One thing Labour accomplished was a set of housing policy reforms that effectively nationalized an earlier and highly successful set of reforms in Auckland. Hopefully it sticks.

Today, of course, was Poland’s national election, with the Law and Justice (PiS) is aiming for a third term. Exit polling suggests they may not get it. (I got burned on overly optimistic exit polls in the Slovakian election, so caution is warranted.) If this result holds, obviously, it would be a huge deal, and one of the most important blows against democratic backsliding in recent years:

Centrist and progressive forces appeared capable of forming a new government in Poland after securing more seats in a critical general election on Sunday, despite the governing nationalist party, Law and Justice winning the most votes for a single party.

Exit polls showing a strong second place finish by the main opposition group, Civic Coalition, and better than expected results for two smaller centrist and progressive parties suggested a dramatic upset that would frustrate the governing party’s hope of an unprecedented third consecutive term.

A jubilant Donald Tusk, Civic Coalition’s leader, declared the projected results a resounding “win for democracy” that would end the rule of Law and Justice, known by its Polish acronym PiS, in power since 2015.

“We did it! We really did!” Mr. Tusk, a former prime minister, told supporters Sunday night. “This is the end of this bad time! This is the end of PiS rule!”

The election for a new Parliament, held after a vicious campaign in the highly polarized nation, was closely watched abroad, including in Russia and Ukraine, and viewed by many Poles as the most consequential vote since they rejected communism in the country’s first partly free election in 1989. Reflecting the high-stakes, nearly 73 percent of the electorate voted, the highest turnout in a Polish election since the end of communist rule.

Finally, today is the runoff election for presidency in Ecuador. (The first round was discussed here.) Gonzalez won the first round as expected; her opponent is Daniel Noboa. NYT:

One candidate seeking to become Ecuador’s president is Daniel Noboa, a center-right scion of a banana empire who was lifted to a surprising second-place finish in a runoff in August by an electorate hungry for change in a country suffering from violence and an ailing economy.

Mr. Noboa is facing Luisa González, a leftist establishment candidate who, in trying to become the first woman elected the country’s president, is promising voters a return to a period when violence was low and the price of oil, a key industry, was high.

At stake in Sunday’s election is the future of this Latin American nation of more than 17 million, a once tranquil haven that has been upended by international criminal groups that have turned Ecuador into a key player in the global drug trade.

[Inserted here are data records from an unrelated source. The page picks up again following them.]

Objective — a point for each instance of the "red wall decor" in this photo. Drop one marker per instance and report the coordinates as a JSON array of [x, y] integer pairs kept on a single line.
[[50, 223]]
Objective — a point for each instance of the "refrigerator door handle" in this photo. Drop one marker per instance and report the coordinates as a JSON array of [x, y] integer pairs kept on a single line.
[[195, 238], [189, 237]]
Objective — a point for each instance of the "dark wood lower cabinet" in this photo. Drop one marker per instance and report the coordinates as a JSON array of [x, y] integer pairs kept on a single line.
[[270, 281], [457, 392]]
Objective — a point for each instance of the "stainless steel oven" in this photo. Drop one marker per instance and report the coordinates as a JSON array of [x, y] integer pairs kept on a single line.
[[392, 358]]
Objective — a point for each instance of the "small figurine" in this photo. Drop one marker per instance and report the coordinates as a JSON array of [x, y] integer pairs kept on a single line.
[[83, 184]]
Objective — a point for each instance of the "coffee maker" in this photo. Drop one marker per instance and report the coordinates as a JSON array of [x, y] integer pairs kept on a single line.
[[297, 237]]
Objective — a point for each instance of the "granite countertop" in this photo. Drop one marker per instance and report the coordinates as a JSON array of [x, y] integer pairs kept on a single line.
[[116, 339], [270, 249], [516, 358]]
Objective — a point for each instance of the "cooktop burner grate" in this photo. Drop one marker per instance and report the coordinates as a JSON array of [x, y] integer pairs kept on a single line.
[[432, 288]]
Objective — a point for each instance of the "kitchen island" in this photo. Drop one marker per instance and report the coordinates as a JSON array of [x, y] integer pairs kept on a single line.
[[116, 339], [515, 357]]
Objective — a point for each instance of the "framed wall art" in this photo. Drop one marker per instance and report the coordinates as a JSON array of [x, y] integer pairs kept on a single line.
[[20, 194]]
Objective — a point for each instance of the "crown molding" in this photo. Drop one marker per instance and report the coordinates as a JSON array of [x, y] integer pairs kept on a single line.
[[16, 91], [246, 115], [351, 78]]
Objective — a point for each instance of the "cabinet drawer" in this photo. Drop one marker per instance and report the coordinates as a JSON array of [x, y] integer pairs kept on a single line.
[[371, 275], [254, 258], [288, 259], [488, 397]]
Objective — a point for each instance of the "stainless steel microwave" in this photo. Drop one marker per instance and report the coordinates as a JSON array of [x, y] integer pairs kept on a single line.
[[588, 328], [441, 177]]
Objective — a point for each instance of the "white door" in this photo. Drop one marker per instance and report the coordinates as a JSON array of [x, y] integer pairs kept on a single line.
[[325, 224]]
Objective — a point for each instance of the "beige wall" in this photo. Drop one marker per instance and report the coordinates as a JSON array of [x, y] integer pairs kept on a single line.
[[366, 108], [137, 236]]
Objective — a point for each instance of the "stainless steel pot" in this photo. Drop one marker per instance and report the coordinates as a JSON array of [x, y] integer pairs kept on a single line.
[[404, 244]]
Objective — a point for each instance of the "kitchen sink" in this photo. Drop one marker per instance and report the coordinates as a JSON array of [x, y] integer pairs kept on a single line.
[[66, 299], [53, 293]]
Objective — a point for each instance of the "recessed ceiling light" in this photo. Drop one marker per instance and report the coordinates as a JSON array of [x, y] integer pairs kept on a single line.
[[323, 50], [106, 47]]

Working with local gangs, the global cartels have unleashed a surge of violence that has sent tens of thousands of Ecuadoreans fleeing to the U.S.-Mexico border, part of a migration wave that has overwhelmed the Biden administration.

Polling has been incredibly tight; most recent polls have it within 1%.

1/2 on the results so far, but if PiS really is forced out of Government and Tusk leads a cross-ideological, pro-Europe and Ukraine Polish government, that’s enough for a good weekend, I think, despite the NZ result.